The consequence of these facts, from the point of view of the logical application of the law of permanent characterizations, is that man cannot be descended from an ancestor who is already characterized as an ape, any more than a catarrhine tailless ape can be descended from a tailed catarrhine. A walking animal cannot be descended from a climbing one. This was clearly understood by Vogt.

In placing man among the primates, he declares without hesitation that the lowest class of apes have passed the landmark (the common ancestor), from which the different types of this family have originated and diverged. [This ancestor of the apes, Occult Science sees in the lowest human group during the Atlantean period, as shown before.] We must, then, place the origin of man beyond the last ape [corroborating our doctrine], if we wish to adhere to one of the laws most emphatically necessary to the Darwinian theory. We then come to the prosimiæ of Hæckel, the loris, indris, etc. But these animals also are climbers; we must go further, therefore, in search of our first direct ancestor. But the genealogy by Hæckel brings us from the latter to the marsupials. From men to the kangaroo the distance is certainly great. Now neither living nor extinct fauna show the intermediate types which ought to serve as landmarks. This difficulty [pg 705]causes but slight embarrassment to Darwin.[1590] We know that he considers the want of information upon similar questions as a proof in his favour. Hæckel doubtless is as little embarrassed. He admits the existence of an absolutely theoretical pithecoid man.

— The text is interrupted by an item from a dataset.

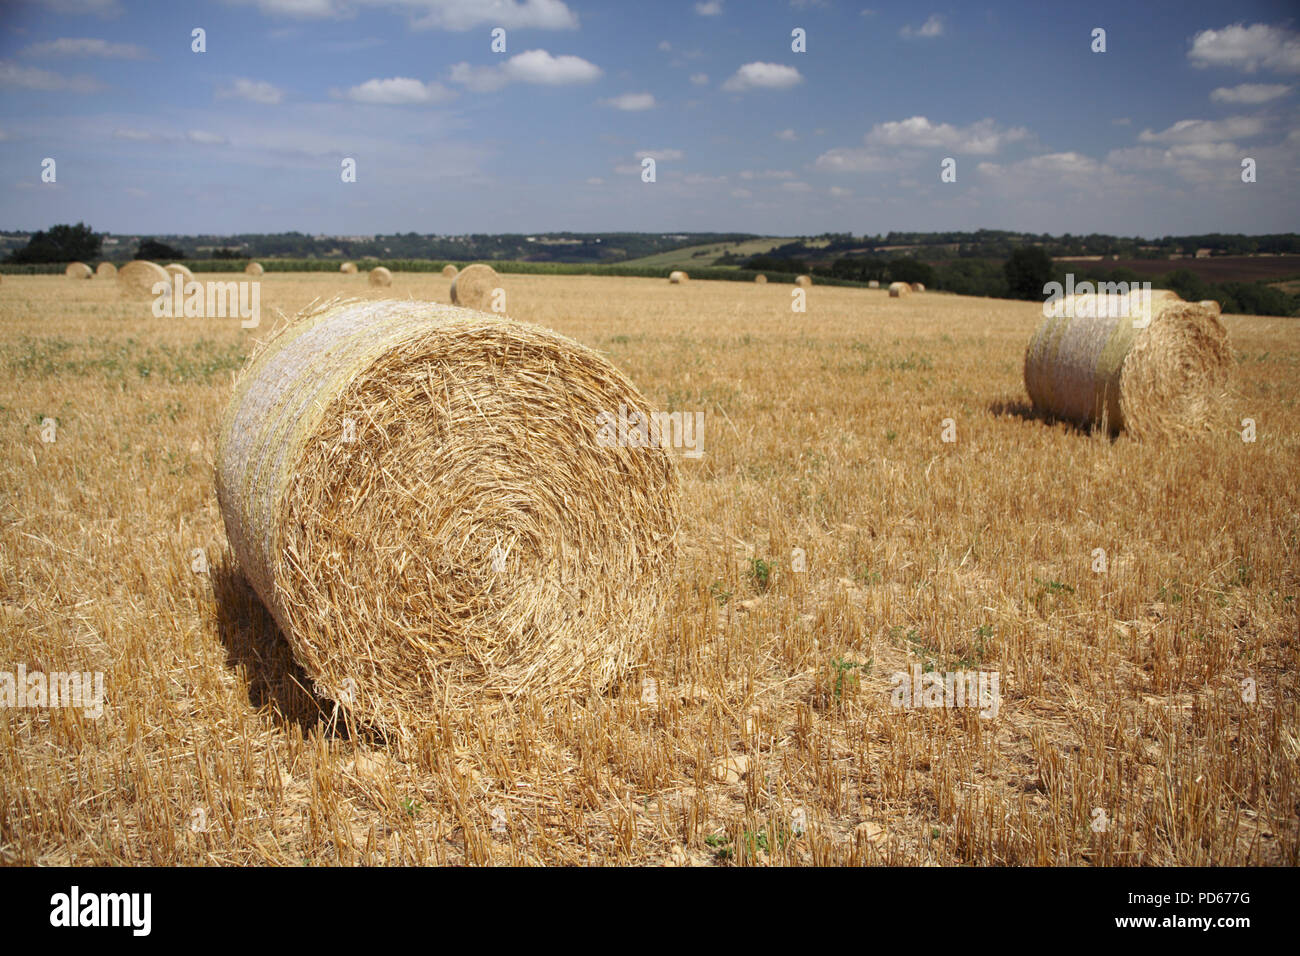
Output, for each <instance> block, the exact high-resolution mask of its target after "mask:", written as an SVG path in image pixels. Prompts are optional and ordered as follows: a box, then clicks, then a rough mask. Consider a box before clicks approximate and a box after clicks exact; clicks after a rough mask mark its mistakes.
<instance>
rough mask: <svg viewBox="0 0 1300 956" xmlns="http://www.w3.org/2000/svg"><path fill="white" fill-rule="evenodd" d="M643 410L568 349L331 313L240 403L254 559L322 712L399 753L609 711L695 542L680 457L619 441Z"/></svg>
mask: <svg viewBox="0 0 1300 956" xmlns="http://www.w3.org/2000/svg"><path fill="white" fill-rule="evenodd" d="M624 410H625V412H627V415H628V416H629V420H630V416H632V415H633V414H638V415H646V416H649V415H650V414H651V410H650V408H649V407H647V405H646V401H645V399H643V398H642V395H641V394H640V393H638V392H637V389H636V388H634V386H633V385H632V384H630V382H629V381H628V380H627V378H625V377H624V376H623V373H621V372H619V371H617V369H616V368H614V367H612V365H611V364H610V363H608V362H607V360H606V359H604V358H602V356H601V355H599V354H597V352H594V351H591V350H590V349H588V347H585V346H582V345H578V343H577V342H573V341H571V339H568V338H564V337H563V336H559V334H558V333H554V332H549V330H545V329H541V328H536V326H532V325H526V324H521V323H512V321H503V320H502V319H499V317H497V316H491V315H484V313H481V312H473V311H471V310H464V308H456V307H452V306H443V304H437V303H428V302H395V300H380V302H355V300H354V302H331V303H326V304H325V306H324V307H317V308H316V310H315V311H308V312H305V313H303V315H300V316H298V319H296V320H294V321H291V323H289V324H287V325H286V326H285V328H282V329H281V330H278V332H277V333H274V334H273V336H272V337H270V338H269V341H268V342H266V345H265V346H263V347H261V350H260V351H257V352H255V354H253V355H252V358H251V359H250V362H248V364H247V365H246V367H244V369H243V372H242V373H240V376H239V378H238V380H237V382H235V386H234V394H233V397H231V399H230V403H229V406H227V408H226V411H225V416H224V419H222V423H221V431H220V436H218V445H217V471H216V486H217V498H218V503H220V507H221V514H222V518H224V520H225V527H226V533H227V536H229V540H230V546H231V550H233V553H234V555H235V557H237V559H238V563H239V566H240V568H242V571H243V574H244V575H246V576H247V579H248V581H250V583H251V584H252V587H253V589H255V591H256V592H257V594H259V596H260V597H261V600H263V602H264V604H265V606H266V607H268V609H269V611H270V613H272V615H273V617H274V619H276V622H277V623H278V626H279V628H281V631H282V632H283V635H285V637H286V640H287V641H289V645H290V648H291V649H292V653H294V657H295V658H296V661H298V663H299V665H300V666H302V667H303V670H304V671H305V672H307V675H308V676H309V678H311V679H312V680H313V683H315V685H316V688H317V691H318V692H320V693H322V695H325V696H329V697H331V698H333V700H335V701H337V702H338V704H339V705H341V706H343V708H346V709H347V710H350V711H351V713H352V714H354V715H355V717H356V718H359V719H360V721H363V722H364V723H367V724H369V726H376V727H380V728H381V730H382V731H383V732H385V734H390V735H391V736H390V739H396V740H408V739H409V737H408V735H407V731H415V730H419V728H421V727H424V726H428V724H429V722H432V721H435V719H437V715H438V713H439V710H443V709H447V710H455V711H463V710H465V709H471V708H474V706H478V705H486V706H494V705H495V704H498V702H500V701H506V700H511V698H517V697H520V696H524V695H529V696H533V697H541V698H546V697H547V696H550V695H567V693H571V692H576V691H597V692H598V691H599V689H602V688H604V687H607V685H608V683H610V682H611V680H612V679H614V678H615V676H616V675H617V674H619V672H620V671H621V670H623V669H624V667H625V666H627V665H628V663H630V662H632V661H633V659H634V657H636V645H637V643H638V641H642V640H645V636H646V632H647V631H649V630H650V628H651V627H653V624H654V618H655V615H656V613H658V610H659V607H660V602H662V596H663V594H664V593H666V591H667V589H668V588H667V578H668V575H669V574H671V567H672V561H673V548H675V533H676V527H677V509H679V484H677V477H676V471H675V467H673V463H672V459H671V458H669V455H668V453H667V451H666V450H664V449H663V447H660V446H659V445H656V444H649V445H642V446H634V442H630V441H627V442H620V441H614V442H610V441H608V437H610V434H608V431H606V429H607V428H608V427H606V428H602V424H601V415H602V412H612V414H614V415H615V416H619V415H621V414H623V411H624ZM602 436H603V437H602ZM629 437H630V433H629Z"/></svg>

Thus, since it has been proved that, according to Darwinism itself, the origin of man must be placed beyond the eighteenth stage, and since it becomes, in consequence, necessary to fill up the gap between marsupials and man, will Hæckel admit the existence of four unknown intermediate groups instead of one? Will he complete his genealogy in this manner? It is not for me to answer.[1591]

But see Hæckel's famous genealogy, in The Pedigree of Man, called by him the “Ancestral Series of Man.” In the “Second Division” (eighteenth stage) he describes—

Prosimiæ, allied to the Loris (Stenops) and Makis (Lemur), without marsupial bones and cloaca, with placenta.[1592]

And now turn to de Quatrefages' The Human Species,[1593] and see his proofs, based on the latest discoveries, to show that the Prosimiæ of Hæckel have no decidua and a diffuse placenta. They cannot be the ancestors of the apes even, let alone man, according to a fundamental law of Darwin himself, as the great French Naturalist shows. But this does not dismay the “animal theorists” in the least, for self-contradiction and paradoxes are the very soul of modern Darwinism. Witness—Mr. Huxley; having himself shown, with regard to fossil man and the “missing link,” that:

Neither in Quaternary ages nor at the present time does any intermediary being fill the gap which separates man from the Troglodyte;

and that to “deny the existence of this gap would be as reprehensible as absurd,” the great man of Science denies his own words in actu by supporting with all the weight of his scientific authority that most “absurd” of all theories—the descent of man from an ape!